- Developer: City Interactive
- Publisher: City Interactive
- Series: Art of Murder
- Platform: Windows
- Release: USA: February 17, 2009; RUS: August 13, 2009;
- Genre: Adventure
- Mode: Single-player

= Art of Murder: Hunt for the Puppeteer =

2009 video game

Art of Murder: Hunt for the Puppeteer (Art of Murder: Klątwa Lalkarza), also known as Art of Murder 2, is an adventure game developed and published by City Interactive and is the second installment in the Art of Murder series. Although it was published by City Interactive in 2008, the American version of the game was not published until 2009.

==Gameplay==

Gameplay

Art of Murder 2 is a full 3-D adventure game played from a third-person perspective. Players move their character by clicking on locations shown in the main display, and each scene will only be finished when a character has completed all the actions on the screen. Players interact with NPCs as well as specific objects by clicking or dragging. An in-game hint system is located on the bottom left corner of the screen as a question mark. Items carried by players can be combined with additional items. Objects return to their original position whenever they are dropped. Interactive cut scenes are triggered once a player has completed location objectives.

To complete the game, the player explores real life locations such as Paris, New Orleans or Havana. Some game stages have a time limit that, if not completed is punishable by the character's death. If a character dies, the player's progress is saved automatically and the player may start over from their last save.

Art of Murder contains a range of mechanical and slider puzzles.

==Plot==

===New Orleans===
The New Orleans location begins with a SWAT team arriving at a hangar on August 3, 2007 where they find a body hanging from hooks, devoid of blood. Concurrently, detective Nicole Bonnet receives a call informing her that the French police have found another body in Paris and she flies there.

When detective Bonnet arrives in Paris on August 15, a French police inspector explains the body was that of a female ballet dancer completely drained of blood. Additionally, a doll dressed in a French Revolution style dress was lying near the body.
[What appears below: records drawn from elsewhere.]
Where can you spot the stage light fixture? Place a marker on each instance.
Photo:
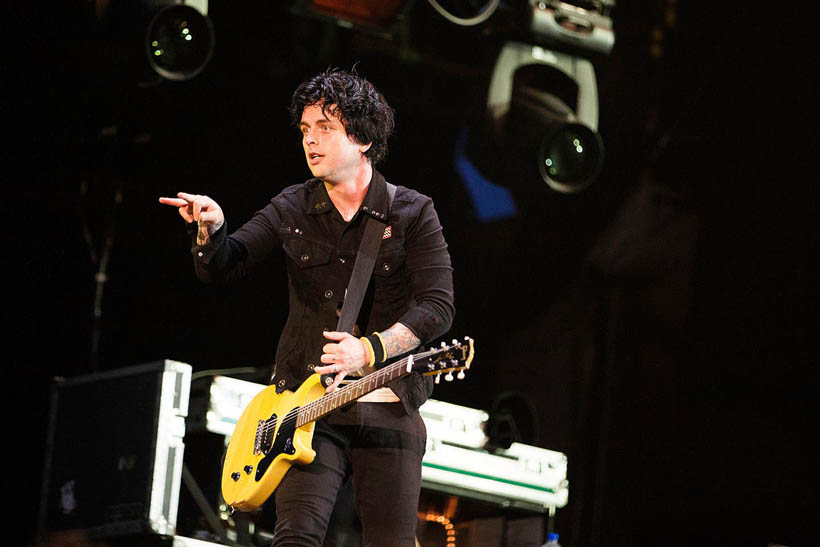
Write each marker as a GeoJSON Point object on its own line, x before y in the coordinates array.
{"type": "Point", "coordinates": [541, 120]}
{"type": "Point", "coordinates": [583, 26]}
{"type": "Point", "coordinates": [179, 41]}
{"type": "Point", "coordinates": [176, 37]}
Detective Bonnet investigates the scene and finds that the victim's name was Elizabeth Soapault. Soon after, another ballet dancer named Jacqueline Lorrein is murdered in room number 13 of a Montmartre apartment. The inspector tells Bonnet they have a witness report claiming an American named Jack Dupree rented the room. The witness claimed that she saw Dupree running in haste, dropping something into a grate.
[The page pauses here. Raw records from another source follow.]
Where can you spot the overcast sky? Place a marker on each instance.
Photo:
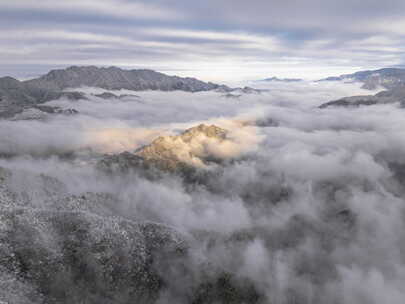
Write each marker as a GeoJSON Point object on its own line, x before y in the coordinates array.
{"type": "Point", "coordinates": [219, 40]}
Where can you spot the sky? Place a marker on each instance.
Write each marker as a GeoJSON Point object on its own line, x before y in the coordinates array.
{"type": "Point", "coordinates": [217, 40]}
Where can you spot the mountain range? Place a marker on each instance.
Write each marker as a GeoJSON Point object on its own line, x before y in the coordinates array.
{"type": "Point", "coordinates": [388, 78]}
{"type": "Point", "coordinates": [276, 79]}
{"type": "Point", "coordinates": [17, 95]}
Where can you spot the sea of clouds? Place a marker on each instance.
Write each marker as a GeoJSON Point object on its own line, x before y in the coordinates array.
{"type": "Point", "coordinates": [308, 205]}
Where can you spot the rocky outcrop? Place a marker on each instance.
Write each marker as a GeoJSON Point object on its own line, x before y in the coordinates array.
{"type": "Point", "coordinates": [17, 96]}
{"type": "Point", "coordinates": [177, 153]}
{"type": "Point", "coordinates": [184, 150]}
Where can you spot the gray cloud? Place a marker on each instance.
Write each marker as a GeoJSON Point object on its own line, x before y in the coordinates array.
{"type": "Point", "coordinates": [314, 212]}
{"type": "Point", "coordinates": [251, 40]}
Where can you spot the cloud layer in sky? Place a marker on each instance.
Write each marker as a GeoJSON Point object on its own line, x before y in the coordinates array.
{"type": "Point", "coordinates": [214, 40]}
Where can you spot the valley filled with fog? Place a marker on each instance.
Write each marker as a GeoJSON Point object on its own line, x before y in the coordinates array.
{"type": "Point", "coordinates": [292, 204]}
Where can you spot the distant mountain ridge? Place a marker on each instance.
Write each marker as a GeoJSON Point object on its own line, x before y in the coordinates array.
{"type": "Point", "coordinates": [388, 78]}
{"type": "Point", "coordinates": [15, 95]}
{"type": "Point", "coordinates": [384, 97]}
{"type": "Point", "coordinates": [113, 78]}
{"type": "Point", "coordinates": [276, 79]}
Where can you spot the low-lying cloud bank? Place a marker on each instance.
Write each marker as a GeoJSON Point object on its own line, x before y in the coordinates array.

The inspector gives Bonnet his business card while asking her to forget about the case. Arriving back at her hotel, the desk clerk hands her a letter from Jack Dupree stating he is innocent and wants to meet her in private at 11 p.m. at Pont des Invalides.

===Pont des Invalides===
Nicole accepts the invitation and drives to Pont des Invalides. There, she meets Jack, and he invites her to come to his apartment to show her his evidence to prove his innocence. While they are talking, a hooded teenager on a motorcycle passes by. He shoots at Jack, who has just mentioned to Nicole that someone wants to frame him. Nicole throws her laptop at the moving bike and knocks the gun out of the rider's hands. She picks it up and fires it at his back, but misses.
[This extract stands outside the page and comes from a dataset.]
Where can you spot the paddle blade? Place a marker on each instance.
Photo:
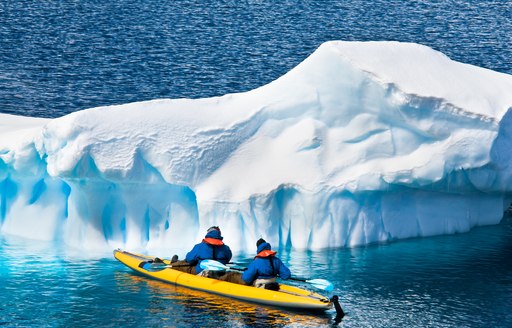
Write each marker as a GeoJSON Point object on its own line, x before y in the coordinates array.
{"type": "Point", "coordinates": [322, 284]}
{"type": "Point", "coordinates": [212, 265]}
After this incident, she is confronted by the police, who bring her to Inspector Pety. The inspector orders her to leave France, assigning a fellow officer to accompany Nicole while she packs her bags. She and the police officer arrive at the hotel, and Nicole pretends to pack her belongings. She escapes through the hotel's back door, and puts a handkerchief in the police car's exhaust pipe.

===Montmartre apartment===
On August 16, 2007, Nicole goes to a Montmartre apartment, where she thinks she will find the evidence of Jack's innocence. Since she doesn't want to tamper with evidence, she decides to sneak into a room by going through a side window. In the apartment she finds a secret compartment, in which she finds a diary in a chest. The diary contains information on the framing. At this point, she hears someone enter the apartment. She hides in a closet and sees a man with a gun coming in. As soon he gets close enough, she jumps out and knocks him to the floor. Nicole jumps out of the window, with the man shooting at her back. After her flight, Nicole drives to a hotel, where she meets a man named Louis Carnot. He asks her about Jack and some documents. Nicole becomes very suspicious of him. After this, she travels to Moulin Rouge.

===Moulin Rouge===
Nicole arrives at Moulin Rouge the next day. As soon as she arrives, she goes to the backyard, and opens a hatch with a metal pole. She enters a dressing room, and opens the door with Jack's key, which she took from his desk in the apartment. In a dressing room, she finds a phone and reads a message about the next victim. After that, she snoops around the dressing room, where she finds aspirin. She overhears somebody talking, and leaves the building. Nicole runs outside and gets into her car, but is delayed by an unknown man in her car. He points a gun at her and forces her to drive to a hotel. In a hotel room, the man tells her that Jack Dupree has been killed, and that he wants the chest that Nicole took from a secret compartment in Jack's apartment.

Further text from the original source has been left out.